Key Points:

  •  Requires formal security examination of foreign investors seeking to invest in Chinese companies
  • Designed to protect industries key to Chinese economy

On August 30, 2007 the Standing Committee of the National People’s Congress adopted the Anti- Monopoly Law, designed to enhance fair competition and regulation of the market. Because the new law does not take effect until August 1, 2008, businesses have ample opportunity to gain an understanding of the law before being required to comply. Designed to protect key economic sectors, the law requires that foreign investors seeking to invest in Chinese companies, via merger, acquisition or capital investment, undergo a formal security examination. This development parallels an existing requirement under China’s M&A regulations that foreign investors submit to a fundamental security examination when undertaking mergers or acquisitions.

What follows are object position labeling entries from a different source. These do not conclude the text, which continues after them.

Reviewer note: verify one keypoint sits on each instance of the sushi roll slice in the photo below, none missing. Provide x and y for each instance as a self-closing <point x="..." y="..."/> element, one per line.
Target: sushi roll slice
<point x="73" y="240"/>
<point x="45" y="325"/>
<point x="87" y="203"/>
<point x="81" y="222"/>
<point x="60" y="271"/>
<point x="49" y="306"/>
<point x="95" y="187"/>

The issue of security examinations has become increasingly important because, in recent years, major Chinese companies have matured and become targets for foreign investors. Famous brand-name companies are especially at risk. Since last year, a prospective transaction of any value involving a key economic industry, a sector of national security importance or a famous brandname entity has required the approval of the Ministry of Commerce; also, state control must be retained in certain key industries, primarily petroleum, coal, energy, telecoms, civil aviation and shipping. In cases in which the prospective transaction involves a national security industry, the foreign investor is subject to both anti-monopoly and national security examinations.

As expected, the new law outlaws “monopolistic practices” such as cartels and collusion except for (i) government approved monopolies in areas of critical economic importance, although these are not defined, and (ii) monopolistic agreements that promote and enhance technological innovation and progress. Moreover, like antimonopoly laws worldwide, the new law prohibits dominant market practices that adversely affect competition, such as price fixing. Under the law, market dominance exists where a company holds more than 50 percent of the market share, or where two companies hold more than 66 percent, or three companies hold at least 75 percent. The primary focus of these provisions is to protect and strengthen consumer welfare.

Enforcement of the law will be undertaken by the Anti-Monopoly Law Enforcement Authority, not to be confused with the Anti-Monopoly Law Committee responsible for drafting policy.

The new law has been broadly welcomed, with the EU Chamber and AmCham China both issuing statements welcoming its promulgation.